On 8/7/07, MESHine Team <alerts(a)meshine.info> wrote:
Not considering transactions: What are the main
advantages of InnoDB: Is
it faster, is it more stable, is it space-keeping, is it better for
large files/databases like the Wikipedia dumps ... ??
A lot more stable. Even if you don't use transactions,
partially-completed individual queries (for whatever reason) will be
automatically rolled back rather than leaving the database in an
inconsistent state. This means that table corruption is theoretically
impossible as long as a) there are no bugs in InnoDB and b) there are
no bugs in the OS/hardware (e.g. disk write cache flush returning true
when it actually hasn't been flushed).
This is nice especially for large tables, because on MyISAM you have
to run REPAIR TABLE if/when it gets corrupted. That can take a couple
of hours for a table of just a few million rows, and if the repair
isn't optimal (i.e. it's using keycache and not sorting), it can take
a couple of days.
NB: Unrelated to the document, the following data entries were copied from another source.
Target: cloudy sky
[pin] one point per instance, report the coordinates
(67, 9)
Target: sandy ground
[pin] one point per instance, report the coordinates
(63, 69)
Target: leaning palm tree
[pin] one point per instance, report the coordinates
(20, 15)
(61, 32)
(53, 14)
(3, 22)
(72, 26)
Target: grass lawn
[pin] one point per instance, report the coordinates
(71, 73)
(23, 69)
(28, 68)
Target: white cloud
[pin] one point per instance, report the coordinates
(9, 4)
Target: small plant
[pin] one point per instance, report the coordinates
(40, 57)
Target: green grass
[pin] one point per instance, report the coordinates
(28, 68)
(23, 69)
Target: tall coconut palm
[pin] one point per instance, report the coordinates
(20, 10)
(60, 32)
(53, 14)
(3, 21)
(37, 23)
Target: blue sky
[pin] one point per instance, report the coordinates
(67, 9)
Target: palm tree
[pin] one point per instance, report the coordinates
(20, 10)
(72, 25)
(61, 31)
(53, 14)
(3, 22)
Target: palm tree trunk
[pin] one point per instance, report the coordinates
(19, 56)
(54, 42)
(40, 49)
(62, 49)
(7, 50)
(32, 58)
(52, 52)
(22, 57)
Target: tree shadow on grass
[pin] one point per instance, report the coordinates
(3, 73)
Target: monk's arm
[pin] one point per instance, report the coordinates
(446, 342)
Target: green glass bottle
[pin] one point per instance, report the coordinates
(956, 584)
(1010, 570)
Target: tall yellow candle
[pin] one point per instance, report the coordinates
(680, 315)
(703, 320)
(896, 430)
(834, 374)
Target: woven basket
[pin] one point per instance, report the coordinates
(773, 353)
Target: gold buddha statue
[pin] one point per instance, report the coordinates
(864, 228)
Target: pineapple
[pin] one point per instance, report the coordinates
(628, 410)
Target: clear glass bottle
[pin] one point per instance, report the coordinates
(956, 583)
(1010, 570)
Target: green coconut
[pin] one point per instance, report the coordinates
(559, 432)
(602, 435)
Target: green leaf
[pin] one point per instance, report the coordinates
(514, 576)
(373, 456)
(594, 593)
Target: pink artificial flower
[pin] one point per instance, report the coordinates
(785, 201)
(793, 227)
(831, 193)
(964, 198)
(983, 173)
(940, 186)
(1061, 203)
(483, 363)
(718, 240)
It scales linearly at best with table size even by
sorting, probably linearly-logarithmically (since it is after all a
sort). So I'm guessing days and days for even repair by sorting with
Wikimedia-sized tables.
So yeah, I've just learned all that the hard way on the forum I run.
;) Of course, the disadvantage of InnoDB is that it's somewhat slower
if you don't have a lot of locking (in which case it's obviously much
faster due to its more granular locking).